DENVER (KDVR) – People in Colorado did not stray far from home in accordance with the governor’s stay-at-home order, according to cellphone mobility data analyzed by a group of COVID-19 modeling researchers.
“Broadly, people in Colorado changed their behavior, and I think we see that pretty definitively, and that seemed to have a significant impact on the transmission of the disease,” said Jude Bayham, an assistant professor at Colorado State University and a member of the state’s COVID-19 modeling research team.
“The mask-wearing…(and) remaining vigilant is probably more important now than it was even during the stay-at-home phase,” he said.
Bayham said the group analyzed aggregated, anonymized cellphone data supplied by a company called Safe Graph. The data is collected from people whose location services were turned on over the past several months.
“There is absolutely no way we can identify an individual in here. What we are looking at is broad trends and usage. Even then, the data seemed to capture about 10 percent of the population,” he said. “It is certainly not comprehensive. It’s not tracking everybody all the time.”
Bayham described a “variation” in the rate in which people in different counties responded to stay-at-home orders and noted that the research team is still investigating whether the rural data might be less accurate than other areas.
Denver and Silverthorne, however, were two municipalities that seemed to reduce their activity at a faster rate than Fort Collins and Durango, he said.
“So we see a slower reduction (in Fort Collins and Durango) even though we saw reductions across the entire state,” he said.
Bayham and other research team members are hoping to use the data they analyzed to better understand how COVID-19 is transmitted and what role mobility plays in spreading the illness.
The data does not track whether people are using masks, coughing into their arms or practicing other preventive measures.
“We aren’t trying to predict the future, what we’re trying to do is say, ‘If people behave in a certain way, what would the future look like?’ And, in all of the cases, we expect the future to change,” said jimi adams, an associate professor at the University of Colorado Denver and a modeling team member who said his name is spelled with lowercase letters.

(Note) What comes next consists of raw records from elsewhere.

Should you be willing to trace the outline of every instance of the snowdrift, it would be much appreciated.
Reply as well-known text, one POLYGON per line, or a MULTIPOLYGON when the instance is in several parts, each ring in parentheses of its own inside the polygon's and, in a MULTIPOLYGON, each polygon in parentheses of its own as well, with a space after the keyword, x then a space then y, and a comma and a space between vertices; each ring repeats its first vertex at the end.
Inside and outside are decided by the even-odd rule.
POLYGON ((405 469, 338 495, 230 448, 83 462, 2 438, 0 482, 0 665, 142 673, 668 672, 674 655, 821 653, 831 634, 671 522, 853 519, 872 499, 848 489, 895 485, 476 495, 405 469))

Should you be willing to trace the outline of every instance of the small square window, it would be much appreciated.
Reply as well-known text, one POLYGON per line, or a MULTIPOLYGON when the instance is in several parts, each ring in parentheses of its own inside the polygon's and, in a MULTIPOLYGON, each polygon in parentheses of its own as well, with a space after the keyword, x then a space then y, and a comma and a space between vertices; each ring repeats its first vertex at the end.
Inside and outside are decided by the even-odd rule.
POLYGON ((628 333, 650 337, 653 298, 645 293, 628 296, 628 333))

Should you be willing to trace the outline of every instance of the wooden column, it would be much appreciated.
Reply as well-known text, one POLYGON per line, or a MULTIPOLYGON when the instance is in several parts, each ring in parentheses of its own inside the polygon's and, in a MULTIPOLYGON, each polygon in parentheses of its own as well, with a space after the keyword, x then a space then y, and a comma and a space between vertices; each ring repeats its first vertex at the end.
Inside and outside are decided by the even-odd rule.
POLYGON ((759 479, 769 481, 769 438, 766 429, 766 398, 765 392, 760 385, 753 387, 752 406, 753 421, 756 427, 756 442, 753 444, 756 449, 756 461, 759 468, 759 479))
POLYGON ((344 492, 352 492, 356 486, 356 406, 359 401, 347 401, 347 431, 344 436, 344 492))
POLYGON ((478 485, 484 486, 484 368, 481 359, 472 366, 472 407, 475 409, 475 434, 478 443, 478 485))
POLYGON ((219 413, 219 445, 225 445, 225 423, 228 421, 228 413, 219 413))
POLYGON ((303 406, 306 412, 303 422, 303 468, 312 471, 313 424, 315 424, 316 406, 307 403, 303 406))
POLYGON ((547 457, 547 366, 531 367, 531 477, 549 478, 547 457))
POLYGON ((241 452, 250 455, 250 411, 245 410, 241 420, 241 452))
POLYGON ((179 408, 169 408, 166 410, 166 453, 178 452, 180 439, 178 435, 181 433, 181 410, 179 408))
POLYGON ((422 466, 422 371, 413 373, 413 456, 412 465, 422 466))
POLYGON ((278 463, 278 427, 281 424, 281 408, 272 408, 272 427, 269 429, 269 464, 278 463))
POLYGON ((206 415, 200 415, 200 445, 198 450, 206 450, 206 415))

According to adams, the mobility data indicated that people seemed to anticipate the various state health orders both by staying at home prior to the order going into effect and by leaving home more often prior to the expiration of the stay-at-home order.
“On some levels, it’s worrisome because it is people starting to engage in behaviors that have been trying to be reduced…but the flip side of it is… just because people are changing their behavioral patterns in terms of how much time they’re spending away form home or in public places doesn’t mean they’re doing so in ways that are necessarily violating social distancing aims,” he said. “They still could be keeping space. They still could be wearing masks.”
He said the team is in the process of incorporating the mobility data into the epidemiologic models of disease progression that have been created. He hopes the data will provide more clarity on how people who might be susceptible to a disease might encounter an infectious person.
“We know that those are not happening at random. Those are patterned in certain ways, and these mobility data help us to get some empirical estimates of those patterns rather than having to assume everybody is equally likely to come in contact with everybody else ,” adams said.